His house looked to be in such bad condition that it was ready to be condemned.
When the sale started we were among the first inside. I went into what was some kind of greenhouse just off the living room. Inside were many plants and quite a few 45 rpm records. I started looking through those. Not many buyers had showed up at this point. This sale had been poorly advertised. They did hang some signs outside as I recall.

After a few minutes my friend came into the greenhouse and told me that I had better come in the living room that there were a lot of records there in a cabinet.
I went in there in a hurry. No other record collectors or dealers had shown up at this point.

Over in a cabinet in a corner was a large collection of LPS. I started at the top in the cabinet. It was a real fine collection of rock and roll from A to Z. But as I pulled each one out to examine it for condition I found that all the records were badly scratched. The owner had drunk himself to death I found out later. Obviously he was drunk when he played his records and he scratched them all. None were in condition good enough to buy but I kept looking. Finally I got to the bottom shelf.
There I found the jazz records. It was a really good collection of modern jazz and they were NOT scratched. None of them had any marks on them. He had died before he got down that far. I bought several hundred and headed home.

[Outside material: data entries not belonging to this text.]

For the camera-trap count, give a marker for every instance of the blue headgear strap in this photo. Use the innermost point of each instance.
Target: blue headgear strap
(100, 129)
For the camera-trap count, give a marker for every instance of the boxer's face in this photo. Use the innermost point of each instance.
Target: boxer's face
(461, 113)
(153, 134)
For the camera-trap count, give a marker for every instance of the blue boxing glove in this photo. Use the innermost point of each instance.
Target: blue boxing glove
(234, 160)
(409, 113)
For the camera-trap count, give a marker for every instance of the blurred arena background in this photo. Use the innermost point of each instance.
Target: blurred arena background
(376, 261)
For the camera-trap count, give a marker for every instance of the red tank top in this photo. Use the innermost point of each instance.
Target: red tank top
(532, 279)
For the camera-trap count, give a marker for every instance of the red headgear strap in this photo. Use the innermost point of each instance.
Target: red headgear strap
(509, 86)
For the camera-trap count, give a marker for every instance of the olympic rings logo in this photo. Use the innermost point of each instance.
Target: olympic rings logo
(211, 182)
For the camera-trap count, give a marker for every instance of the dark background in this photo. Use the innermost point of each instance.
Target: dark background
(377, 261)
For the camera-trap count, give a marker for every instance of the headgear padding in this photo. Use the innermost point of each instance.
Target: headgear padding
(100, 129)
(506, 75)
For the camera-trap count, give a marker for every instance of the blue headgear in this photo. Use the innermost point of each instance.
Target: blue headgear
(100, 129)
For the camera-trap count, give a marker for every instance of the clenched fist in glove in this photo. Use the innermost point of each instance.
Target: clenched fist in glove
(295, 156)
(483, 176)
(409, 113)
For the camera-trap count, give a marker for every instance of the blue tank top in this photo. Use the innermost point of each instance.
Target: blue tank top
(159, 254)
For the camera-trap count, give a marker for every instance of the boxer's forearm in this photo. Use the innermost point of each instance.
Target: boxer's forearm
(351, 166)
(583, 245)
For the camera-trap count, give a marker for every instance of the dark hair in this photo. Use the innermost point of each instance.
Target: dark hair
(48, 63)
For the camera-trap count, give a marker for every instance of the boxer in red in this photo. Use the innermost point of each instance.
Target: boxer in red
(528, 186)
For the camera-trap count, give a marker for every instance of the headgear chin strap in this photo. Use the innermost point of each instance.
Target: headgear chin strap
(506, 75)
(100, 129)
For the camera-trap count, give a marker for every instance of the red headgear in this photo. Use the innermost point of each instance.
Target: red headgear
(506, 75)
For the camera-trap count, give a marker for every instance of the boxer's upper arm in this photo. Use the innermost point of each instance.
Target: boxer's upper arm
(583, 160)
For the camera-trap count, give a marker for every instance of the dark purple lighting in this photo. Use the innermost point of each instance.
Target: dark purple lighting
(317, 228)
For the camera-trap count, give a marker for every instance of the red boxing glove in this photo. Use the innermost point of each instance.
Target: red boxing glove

Before I left I looked at the rest of what was in the house. He had collected American Indian artifacts and prints and pictures and feathers and such. The back yard was some kind of interesting garden gone to rack and ruin and seed.

When I got to my car the fellow in the car parked next to me was calling someone to get their opinion on what he had seen inside.
He was smart because it was not clear whether the pictures inside were merely copies and not worth much if anything at all.

The rule of thumb in going to these sales is stick with what you know.